La pelle: involucro contemporaneo tra sperimentazione formale e innovazione energetico-ambientale
Giulia Delpiano, Rebecca Dublino, Cristina Ficetti, Silvia Fontana
La pelle: involucro contemporaneo tra sperimentazione formale e innovazione energetico-ambientale.
Rel. Orio De Paoli, Elena Piera Montacchini, Piergiorgio Tosoni. Politecnico di Torino, Corso di laurea specialistica in Architettura, 2011
Abstract
Anni di studio, di nozioni, di analisi e di composizione sull'architettura, di corsi sul panorama edilizio che costituisce la nostra storia e sulle prestazioni richieste dall'oggi. E' così che lo studente giunge alla fine di un percorso universitario con un bagaglio di conoscenze che lo spingono inevitabilmente a nuove domande.
Quelle che hanno delineato il nostro approccio alla tesi riflettono l'oggi, o più propriamente il domani.

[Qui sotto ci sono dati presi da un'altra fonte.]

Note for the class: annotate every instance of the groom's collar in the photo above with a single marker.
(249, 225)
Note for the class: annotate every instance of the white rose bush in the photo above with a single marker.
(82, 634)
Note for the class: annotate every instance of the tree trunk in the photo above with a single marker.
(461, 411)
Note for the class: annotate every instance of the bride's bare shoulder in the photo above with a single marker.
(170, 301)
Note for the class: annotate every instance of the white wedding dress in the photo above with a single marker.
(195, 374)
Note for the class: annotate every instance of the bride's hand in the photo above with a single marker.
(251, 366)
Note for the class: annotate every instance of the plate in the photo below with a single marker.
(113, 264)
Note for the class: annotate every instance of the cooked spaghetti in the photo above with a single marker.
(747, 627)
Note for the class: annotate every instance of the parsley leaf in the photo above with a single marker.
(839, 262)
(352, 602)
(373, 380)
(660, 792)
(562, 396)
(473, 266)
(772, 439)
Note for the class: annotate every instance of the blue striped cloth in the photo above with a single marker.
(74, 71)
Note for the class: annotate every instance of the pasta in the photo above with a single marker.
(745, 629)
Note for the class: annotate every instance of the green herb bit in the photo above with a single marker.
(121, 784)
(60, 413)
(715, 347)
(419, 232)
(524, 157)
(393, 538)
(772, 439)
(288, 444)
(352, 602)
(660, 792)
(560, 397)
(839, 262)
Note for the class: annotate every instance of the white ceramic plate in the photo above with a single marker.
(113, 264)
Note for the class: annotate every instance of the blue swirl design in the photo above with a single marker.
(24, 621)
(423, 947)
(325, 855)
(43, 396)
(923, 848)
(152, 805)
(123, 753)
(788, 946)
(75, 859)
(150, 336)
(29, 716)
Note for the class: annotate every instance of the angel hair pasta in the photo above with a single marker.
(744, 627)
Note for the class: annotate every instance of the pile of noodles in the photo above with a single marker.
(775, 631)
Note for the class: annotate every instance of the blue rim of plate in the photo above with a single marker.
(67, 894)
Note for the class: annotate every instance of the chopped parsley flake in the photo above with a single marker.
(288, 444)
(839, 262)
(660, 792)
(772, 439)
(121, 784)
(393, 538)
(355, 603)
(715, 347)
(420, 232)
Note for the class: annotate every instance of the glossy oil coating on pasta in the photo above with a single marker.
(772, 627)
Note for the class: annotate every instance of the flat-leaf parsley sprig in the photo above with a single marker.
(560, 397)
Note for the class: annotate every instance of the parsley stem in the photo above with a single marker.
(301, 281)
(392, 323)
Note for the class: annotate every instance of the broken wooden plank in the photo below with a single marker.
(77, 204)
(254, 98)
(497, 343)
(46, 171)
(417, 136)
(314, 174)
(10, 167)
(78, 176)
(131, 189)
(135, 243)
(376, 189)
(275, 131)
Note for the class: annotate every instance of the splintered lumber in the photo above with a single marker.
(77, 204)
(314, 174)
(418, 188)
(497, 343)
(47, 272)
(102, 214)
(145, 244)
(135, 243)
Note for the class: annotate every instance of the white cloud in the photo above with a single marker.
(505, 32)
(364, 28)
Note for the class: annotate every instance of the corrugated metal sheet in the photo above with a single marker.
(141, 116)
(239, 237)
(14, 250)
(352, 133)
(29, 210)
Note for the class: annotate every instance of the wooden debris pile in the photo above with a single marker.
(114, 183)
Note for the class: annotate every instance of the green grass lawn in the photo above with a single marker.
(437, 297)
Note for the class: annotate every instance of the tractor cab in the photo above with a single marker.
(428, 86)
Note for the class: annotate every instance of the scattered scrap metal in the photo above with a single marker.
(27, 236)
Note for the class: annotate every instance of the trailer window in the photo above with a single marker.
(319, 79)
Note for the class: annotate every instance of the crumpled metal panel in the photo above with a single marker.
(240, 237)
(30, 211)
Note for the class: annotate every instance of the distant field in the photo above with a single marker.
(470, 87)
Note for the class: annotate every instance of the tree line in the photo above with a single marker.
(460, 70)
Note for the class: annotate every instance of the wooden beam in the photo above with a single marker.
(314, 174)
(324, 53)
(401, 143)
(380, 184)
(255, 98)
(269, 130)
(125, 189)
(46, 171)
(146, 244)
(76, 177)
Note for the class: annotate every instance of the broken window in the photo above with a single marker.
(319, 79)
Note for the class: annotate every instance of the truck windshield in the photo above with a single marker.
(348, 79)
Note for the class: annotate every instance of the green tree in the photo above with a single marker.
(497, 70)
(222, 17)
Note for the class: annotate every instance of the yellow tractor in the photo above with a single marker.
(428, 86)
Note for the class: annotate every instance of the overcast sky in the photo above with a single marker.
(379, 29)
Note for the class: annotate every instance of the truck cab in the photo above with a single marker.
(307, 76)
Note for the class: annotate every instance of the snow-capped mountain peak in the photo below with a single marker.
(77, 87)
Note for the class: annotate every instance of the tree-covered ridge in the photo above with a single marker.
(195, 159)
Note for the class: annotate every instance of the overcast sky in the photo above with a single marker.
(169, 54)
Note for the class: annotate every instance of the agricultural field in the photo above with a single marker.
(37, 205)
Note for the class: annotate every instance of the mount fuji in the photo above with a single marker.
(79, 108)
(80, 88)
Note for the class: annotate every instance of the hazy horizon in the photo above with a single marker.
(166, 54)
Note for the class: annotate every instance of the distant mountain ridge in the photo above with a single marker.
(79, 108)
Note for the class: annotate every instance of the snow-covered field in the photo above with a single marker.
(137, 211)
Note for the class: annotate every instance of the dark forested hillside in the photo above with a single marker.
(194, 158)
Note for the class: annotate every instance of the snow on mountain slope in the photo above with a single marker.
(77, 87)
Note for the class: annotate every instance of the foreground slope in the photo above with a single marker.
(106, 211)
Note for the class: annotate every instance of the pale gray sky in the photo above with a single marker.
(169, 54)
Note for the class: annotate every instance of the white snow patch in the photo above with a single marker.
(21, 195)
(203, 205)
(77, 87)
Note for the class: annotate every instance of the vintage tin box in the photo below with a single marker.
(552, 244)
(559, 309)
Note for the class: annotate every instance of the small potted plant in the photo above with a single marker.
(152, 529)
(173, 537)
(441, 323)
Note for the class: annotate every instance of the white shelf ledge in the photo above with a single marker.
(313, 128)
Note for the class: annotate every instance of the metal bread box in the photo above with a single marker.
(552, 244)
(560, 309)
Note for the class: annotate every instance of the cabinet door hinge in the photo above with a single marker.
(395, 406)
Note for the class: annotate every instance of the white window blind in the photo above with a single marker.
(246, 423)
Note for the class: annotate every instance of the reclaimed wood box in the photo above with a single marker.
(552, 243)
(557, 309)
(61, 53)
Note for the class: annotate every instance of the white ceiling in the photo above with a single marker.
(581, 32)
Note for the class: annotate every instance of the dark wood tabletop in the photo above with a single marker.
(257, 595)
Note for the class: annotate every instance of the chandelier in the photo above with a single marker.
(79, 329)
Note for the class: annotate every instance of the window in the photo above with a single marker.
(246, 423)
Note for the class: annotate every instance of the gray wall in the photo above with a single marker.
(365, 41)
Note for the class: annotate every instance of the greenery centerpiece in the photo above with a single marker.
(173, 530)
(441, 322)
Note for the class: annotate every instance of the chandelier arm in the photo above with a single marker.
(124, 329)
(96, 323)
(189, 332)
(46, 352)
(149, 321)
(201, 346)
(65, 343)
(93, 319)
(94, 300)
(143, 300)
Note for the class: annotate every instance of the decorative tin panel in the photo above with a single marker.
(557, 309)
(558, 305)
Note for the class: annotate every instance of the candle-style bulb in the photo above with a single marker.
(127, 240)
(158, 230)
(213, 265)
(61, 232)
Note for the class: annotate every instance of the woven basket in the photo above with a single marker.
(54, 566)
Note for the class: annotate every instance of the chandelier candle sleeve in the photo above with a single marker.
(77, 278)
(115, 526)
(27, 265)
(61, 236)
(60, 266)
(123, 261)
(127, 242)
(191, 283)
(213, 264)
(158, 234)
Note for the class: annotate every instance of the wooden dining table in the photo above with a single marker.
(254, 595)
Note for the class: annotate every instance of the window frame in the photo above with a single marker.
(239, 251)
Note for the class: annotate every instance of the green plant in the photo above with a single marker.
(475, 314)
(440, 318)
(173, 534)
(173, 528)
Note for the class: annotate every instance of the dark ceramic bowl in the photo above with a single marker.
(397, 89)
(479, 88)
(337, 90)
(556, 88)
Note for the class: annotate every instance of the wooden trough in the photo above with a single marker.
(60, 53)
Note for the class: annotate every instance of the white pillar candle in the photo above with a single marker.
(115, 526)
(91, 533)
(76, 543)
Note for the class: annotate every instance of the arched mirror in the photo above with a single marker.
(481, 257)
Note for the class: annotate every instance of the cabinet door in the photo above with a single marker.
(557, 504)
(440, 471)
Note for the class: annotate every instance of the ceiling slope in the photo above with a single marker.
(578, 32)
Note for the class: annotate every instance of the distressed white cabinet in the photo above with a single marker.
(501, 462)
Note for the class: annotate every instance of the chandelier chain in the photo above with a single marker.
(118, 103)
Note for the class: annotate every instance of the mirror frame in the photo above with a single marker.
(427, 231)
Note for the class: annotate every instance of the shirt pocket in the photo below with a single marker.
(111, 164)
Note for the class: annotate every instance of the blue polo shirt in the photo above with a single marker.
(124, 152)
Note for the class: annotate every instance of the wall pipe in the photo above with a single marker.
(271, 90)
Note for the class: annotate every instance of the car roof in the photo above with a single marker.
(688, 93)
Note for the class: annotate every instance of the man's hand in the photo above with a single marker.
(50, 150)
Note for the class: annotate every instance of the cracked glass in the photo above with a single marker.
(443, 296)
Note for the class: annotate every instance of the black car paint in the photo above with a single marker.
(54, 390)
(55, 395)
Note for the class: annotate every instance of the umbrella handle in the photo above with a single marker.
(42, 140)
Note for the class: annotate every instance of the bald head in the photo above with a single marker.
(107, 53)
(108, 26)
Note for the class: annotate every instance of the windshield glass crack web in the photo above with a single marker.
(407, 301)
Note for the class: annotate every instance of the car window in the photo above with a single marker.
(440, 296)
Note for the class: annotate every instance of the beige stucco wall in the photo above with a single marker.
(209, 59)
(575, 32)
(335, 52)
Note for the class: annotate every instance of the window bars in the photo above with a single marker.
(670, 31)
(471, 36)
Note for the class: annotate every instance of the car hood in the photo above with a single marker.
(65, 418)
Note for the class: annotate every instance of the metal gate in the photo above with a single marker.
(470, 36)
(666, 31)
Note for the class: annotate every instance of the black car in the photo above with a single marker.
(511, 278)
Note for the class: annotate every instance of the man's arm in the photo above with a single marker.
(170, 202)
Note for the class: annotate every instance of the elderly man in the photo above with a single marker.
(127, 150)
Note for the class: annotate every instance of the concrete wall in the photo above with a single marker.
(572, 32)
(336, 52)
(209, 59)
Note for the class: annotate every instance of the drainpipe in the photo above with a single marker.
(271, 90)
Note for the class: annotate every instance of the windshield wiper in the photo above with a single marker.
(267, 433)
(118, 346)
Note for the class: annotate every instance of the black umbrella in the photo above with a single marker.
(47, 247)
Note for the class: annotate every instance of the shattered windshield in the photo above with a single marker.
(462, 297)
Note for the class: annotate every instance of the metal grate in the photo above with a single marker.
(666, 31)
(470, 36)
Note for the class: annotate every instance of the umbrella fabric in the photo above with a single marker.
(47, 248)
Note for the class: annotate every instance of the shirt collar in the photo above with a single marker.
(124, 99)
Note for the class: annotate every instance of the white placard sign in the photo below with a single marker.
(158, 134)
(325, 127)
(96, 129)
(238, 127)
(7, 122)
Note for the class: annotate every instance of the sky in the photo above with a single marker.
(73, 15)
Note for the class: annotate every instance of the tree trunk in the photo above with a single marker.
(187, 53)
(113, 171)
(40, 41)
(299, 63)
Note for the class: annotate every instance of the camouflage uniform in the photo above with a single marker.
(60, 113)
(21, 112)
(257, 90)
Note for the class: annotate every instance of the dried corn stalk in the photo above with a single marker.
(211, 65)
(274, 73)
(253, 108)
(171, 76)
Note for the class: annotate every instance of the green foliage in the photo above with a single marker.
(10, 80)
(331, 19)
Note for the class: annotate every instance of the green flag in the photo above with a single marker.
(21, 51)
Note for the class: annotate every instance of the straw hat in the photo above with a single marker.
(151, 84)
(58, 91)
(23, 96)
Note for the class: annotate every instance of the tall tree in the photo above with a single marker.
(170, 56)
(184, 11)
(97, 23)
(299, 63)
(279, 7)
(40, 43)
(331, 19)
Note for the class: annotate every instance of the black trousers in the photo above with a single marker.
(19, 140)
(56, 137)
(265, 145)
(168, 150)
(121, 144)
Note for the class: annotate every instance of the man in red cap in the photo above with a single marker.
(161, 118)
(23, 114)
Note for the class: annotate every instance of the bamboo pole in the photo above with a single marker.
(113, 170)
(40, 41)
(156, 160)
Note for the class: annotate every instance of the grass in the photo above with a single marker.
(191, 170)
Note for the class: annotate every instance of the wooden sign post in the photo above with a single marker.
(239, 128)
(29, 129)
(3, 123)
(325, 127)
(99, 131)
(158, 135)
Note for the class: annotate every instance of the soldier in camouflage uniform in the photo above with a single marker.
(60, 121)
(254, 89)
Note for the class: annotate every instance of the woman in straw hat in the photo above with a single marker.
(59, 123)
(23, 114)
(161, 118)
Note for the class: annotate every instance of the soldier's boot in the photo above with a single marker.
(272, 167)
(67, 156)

Abbiamo fino ad oggi fatto consapevolezza su ciò che l'architettura è stata, sul mercato che la caratterizza a livello edilizio e poi, ci siamo fermate. Fermate ad osservare quello che potenzialmente sarà il mondo costruito del futuro che è già iniziato vent'anni fa, quando la comunicazione, il consumismo, il virtuale hanno delineato un nuovo modo di fare progettazione. Negli ultimi tempi a ciò si è andato a sommare un nuovo rapporto all'ecosistema, per anni troppo poco rispettato e che ha visto nell'architettura, come in ogni artefatto o attività umana, il punto da cui ripartire per ricreare questa relazione. Così, mentre noi giungevamo alla nostra formazione da futuri architetti, accanto alle sedi universitarie si delineavano i nuovi linguaggi architettonici e noi, seduti di fronte alle riviste non potevamo fare altre che cercare affannosamente di seguire questo bombardamento di nuove immagini che ancora non riescono ad essere inseriti in codificazioni.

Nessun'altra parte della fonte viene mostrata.